I've shown that for a matrix $A\in \mathbb{R}^{n\times n}$ and an arbitrary $v\in \mathbb{R}^n$, we have the inequality $$\|Av\|\geq \lvert \langle u, v\rangle\rvert\cdot \|A\|$$ where $\|\cdot\|$ is the $2$-norm and $u$ satisfies $\|u\| = 1$ and $\|Au\| = \|A\|$ (the operator norm of $A$ corresponding to the vector $2$-norm). To do this, I used the singular value decomposition. However, I was wondering if there's a different proof that relies on more general properties of Hilbert spaces (under the assumption that $u$ exists in the more general setting where $\langle \cdot, \cdot\rangle$ and $\|\cdot\|$ are the Hilbert space inner product and norm). My own short proof is below:
We first handle the case where $A = \operatorname{diag}(d_1, \ldots, d_n)$ for some $d_1\geq \cdots\geq d_n\geq 0$. Then, $u = e_1$, so $$\lvert \langle u, v\rangle\rvert^2\|A\|^2 = d_1^2v_1^2\leq \sum_{i=1}^n d_i^2v_i^2 = \|Av\|^2$$ Now, we consider general $A$, which has a singular value decomposition $A = U\Sigma V^{\mathrm{T}}$ for $U$ and $V$ orthogonal and $\Sigma$ diagonal in the above form. First, we recall that multiplication by orthogonal matrices preserves the dot product, i.e. $\langle Qx, Qy\rangle = \langle x, y\rangle$ for orthogonal $Q$. This allows us to write $$\|Av\|^2 = \langle U\Sigma V^{\mathrm{T}}v, U\Sigma V^{\mathrm{T}}v\rangle = \langle \Sigma V^{\mathrm{T}}v, \Sigma V^{\mathrm{T}}v\rangle = \|\Sigma V^{\mathrm{T}}v\|^2$$ for arbitrary $v\in \mathbb{R}$. Furthermore, as $\|Au\|^2 = \|\Sigma V^{\mathrm{T}}u\|^2$ and $\|V^{\mathrm{T}}u\|^2 = \|u\|^2 = 1$, we have that $\|A\| = \|\Sigma\|$ and that $y = V^{\mathrm{T}}u$ satisfies $\|\Sigma y\| = \|\Sigma\|$. Combining our earlier results, $$\|Av\|^2 = \|\Sigma V^{\mathrm{T}}v\|^2\geq \lvert\langle y, V^{\mathrm{T}}v\rangle\rvert^2\|\Sigma\|^2 = \lvert\langle V^{\mathrm{T}}u, V^{\mathrm{T}}v\rangle\rvert^2\|A\|^2 = \lvert\langle u, v\rangle\rvert^2\|A\|^2$$
Best Answer
An easier proof is to use the fact that for any $y\in\mathbb R^n$, if $y\perp u$, then $Ay\perp Au$. Now we can write $v=\langle u,v\rangle u+y$ for some $y\perp u$. Let $x_1=\langle u,v\rangle Au$ and $x_2=Ay$. Then we have that $x_1\perp x_2$ and $Av=x_1+x_2$. So $\|Av\|\ge\|x_1\|=|\langle u,v\rangle|\|Au\|=|\langle u,v\rangle|\|A\|$.

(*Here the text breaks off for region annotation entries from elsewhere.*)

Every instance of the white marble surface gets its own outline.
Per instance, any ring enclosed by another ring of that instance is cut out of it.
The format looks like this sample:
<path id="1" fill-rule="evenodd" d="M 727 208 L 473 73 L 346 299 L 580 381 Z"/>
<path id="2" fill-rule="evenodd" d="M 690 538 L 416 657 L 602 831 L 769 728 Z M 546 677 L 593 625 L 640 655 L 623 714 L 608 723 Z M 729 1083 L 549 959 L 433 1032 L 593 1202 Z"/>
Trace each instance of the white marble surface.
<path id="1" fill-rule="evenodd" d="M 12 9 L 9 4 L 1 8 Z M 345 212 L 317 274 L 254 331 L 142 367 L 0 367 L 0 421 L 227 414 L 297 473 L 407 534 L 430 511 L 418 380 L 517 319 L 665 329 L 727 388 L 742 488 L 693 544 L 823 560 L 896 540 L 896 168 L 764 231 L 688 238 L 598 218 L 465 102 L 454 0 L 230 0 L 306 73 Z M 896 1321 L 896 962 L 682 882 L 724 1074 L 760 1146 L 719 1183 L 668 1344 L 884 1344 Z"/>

Hint for proof of the fact: Suppose that there is some $y\perp u$ with $\langle Ay,Au\rangle\neq0$. We may assume that $\|y\|=1$. Show that there exists some $\theta$ such that $u':=u\cos\theta+y\sin\theta$ satisfies $\|Au'\|>\|Au\|$. This will give us a contradiction.